The ratings agency said the Federal Government’s decision not to reintroduce fuel subsidies had helped prevent wider budget deficits and preserve foreign exchange liquidity.

However, it warned that rising fuel prices linked to global oil market pressures and the Middle East conflict were contributing to inflationary pressures ahead of the 2027 general elections.

S&P projected inflation to average 17.7 per cent in 2026 before declining to below 10 per cent by 2028.

The agency also highlighted the impact of the Dangote Refinery and increased domestic refining capacity on Nigeria’s economy, saying the development would strengthen the country’s current account position and reduce dependence on imported refined petroleum products.
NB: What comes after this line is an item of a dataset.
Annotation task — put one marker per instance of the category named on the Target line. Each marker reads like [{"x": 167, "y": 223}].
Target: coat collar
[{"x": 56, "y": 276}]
It forecast Nigeria’s current account surplus to rise to 5.8 per cent of GDP in 2026 from 4.8 per cent in 2025.

The agency said the stable outlook reflected a balance between Nigeria’s improved external position and growth prospects and persistent structural challenges such as low tax revenue, inflation, poverty, unemployment, and security concerns.

“We expect President Bola Tinubu’s administration will continue to advance economic and fiscal reforms,” the report stated.

Reacting, Taiwo Oyedele, the minister of Finance and Coordinating Minister of the Economy, welcomed the rating and said it followed similar upgrades by Fitch Ratings and Moody’s in 2025.

In a post on X early Saturday, the minister said the positive ratings, now by the three global firms, reflected growing international confidence in the economic reforms implemented under Tinubu.

“These independent assessments collectively affirm that the difficult but necessary reforms undertaken under the leadership of President Bola Ahmed Tinubu, GCFR, are yielding measurable results and laying the foundation for a more stable, transparent, and resilient economy,” Oyedele said.

He said the positive ratings by S&P, Fitch, and Moody’s sent “a strong signal to global investors, development partners, financial markets, and the international business community that Nigeria is regaining macroeconomic credibility.”

The minister also reaffirmed the government’s opposition to the reintroduction of fuel subsidies, describing them as inefficient and fiscally distortive.

“We have maintained our position against the reintroduction of inefficient fuel subsidies which historically created significant fiscal distortions, incentivised smuggling, weakened foreign exchange liquidity, and diverted scarce public resources away from critical national priorities,” he said.

He acknowledged that challenges such as inflation, food insecurity, unemployment, and the need for inclusive growth still required urgent attention.

“While these positive ratings developments are encouraging, we recognise that the work ahead remains substantial,” he said.

The minister thanked Nigerians for their “resilience, patience, and support” throughout the reform process, expressing optimism that the improved ratings outlook would help attract investment and enable the country to secure financing on more favourable terms.